Now, this system will naturally form a depletion region due to diffusion and will convert into this:

enter image description here

Now, I wish to connect the ends of this diode with a conducting wire and resistance like this:

enter image description here

Thus, I expect the electric field in this space to be aligned as follows (indicated dim green:)

enter image description here

This will make the charges in the wire accumulate in the following way:

enter image description here

Finally, this system will end up neutralizing all the charges so that no electric field remains inside and outside the diode; creating equilibrium state for the free charges. So, we are going to be back on a simple P-N junction diode with no depletion region and no electric fields.

However, this will again create a difference in electron concentration between N and P sides; these high-speed free electron will naturally flow from N-side to P-side creating an electric field which would later be balanced by the conducting wire.

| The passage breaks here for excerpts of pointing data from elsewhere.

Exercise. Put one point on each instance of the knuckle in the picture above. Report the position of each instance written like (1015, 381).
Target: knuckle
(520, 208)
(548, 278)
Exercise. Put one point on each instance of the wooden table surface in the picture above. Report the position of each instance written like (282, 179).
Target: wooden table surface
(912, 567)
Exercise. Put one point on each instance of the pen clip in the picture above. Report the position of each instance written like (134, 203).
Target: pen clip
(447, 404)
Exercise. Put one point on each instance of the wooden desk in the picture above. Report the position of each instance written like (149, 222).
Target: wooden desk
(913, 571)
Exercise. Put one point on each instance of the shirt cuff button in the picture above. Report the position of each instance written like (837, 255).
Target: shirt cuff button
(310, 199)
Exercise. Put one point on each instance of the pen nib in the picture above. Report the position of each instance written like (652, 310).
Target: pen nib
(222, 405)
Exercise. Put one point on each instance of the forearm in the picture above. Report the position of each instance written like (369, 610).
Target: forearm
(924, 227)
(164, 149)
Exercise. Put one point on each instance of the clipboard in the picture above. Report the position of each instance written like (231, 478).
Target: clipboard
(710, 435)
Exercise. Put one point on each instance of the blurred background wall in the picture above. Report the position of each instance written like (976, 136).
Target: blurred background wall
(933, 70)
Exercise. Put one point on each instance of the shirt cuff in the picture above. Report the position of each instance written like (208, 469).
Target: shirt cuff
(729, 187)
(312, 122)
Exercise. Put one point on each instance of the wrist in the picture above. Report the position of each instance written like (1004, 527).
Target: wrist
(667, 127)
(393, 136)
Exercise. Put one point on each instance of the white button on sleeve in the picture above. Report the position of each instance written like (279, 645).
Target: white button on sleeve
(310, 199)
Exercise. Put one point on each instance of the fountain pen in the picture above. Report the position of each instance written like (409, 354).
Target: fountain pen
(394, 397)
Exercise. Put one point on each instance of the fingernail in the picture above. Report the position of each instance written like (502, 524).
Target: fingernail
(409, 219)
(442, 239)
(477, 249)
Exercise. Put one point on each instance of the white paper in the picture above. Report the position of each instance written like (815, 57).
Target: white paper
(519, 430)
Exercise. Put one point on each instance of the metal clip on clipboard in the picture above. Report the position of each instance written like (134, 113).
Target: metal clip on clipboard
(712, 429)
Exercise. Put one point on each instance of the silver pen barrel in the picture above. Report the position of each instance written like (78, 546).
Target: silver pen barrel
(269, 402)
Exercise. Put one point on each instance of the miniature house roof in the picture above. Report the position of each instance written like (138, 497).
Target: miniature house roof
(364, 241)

I thus expect this cycle to go on and on leading to continuous charge flow through the resistance. Overall, the diode will be taking up heat from the surroundings, while the resistance would be releasing heat there.

Obviously I expect this analysis to be wrong, but I am not able to figure out where did I made any mistake.

PS: I asked this question originally at the Physics StackExchange, but they consider it to be similar to (https://physics.stackexchange.com/questions/108314/why-isnt-there-a-potential-difference-across-a-disconnected-diode). However, I am still not satisfied because I am not finding where I am going wrong. Simply stating that there is no potential difference across the diode is of no help.

Here, I have used basic core principles of electrodynamics only. I would be grateful if someone points out the exact step where I am making the blunder.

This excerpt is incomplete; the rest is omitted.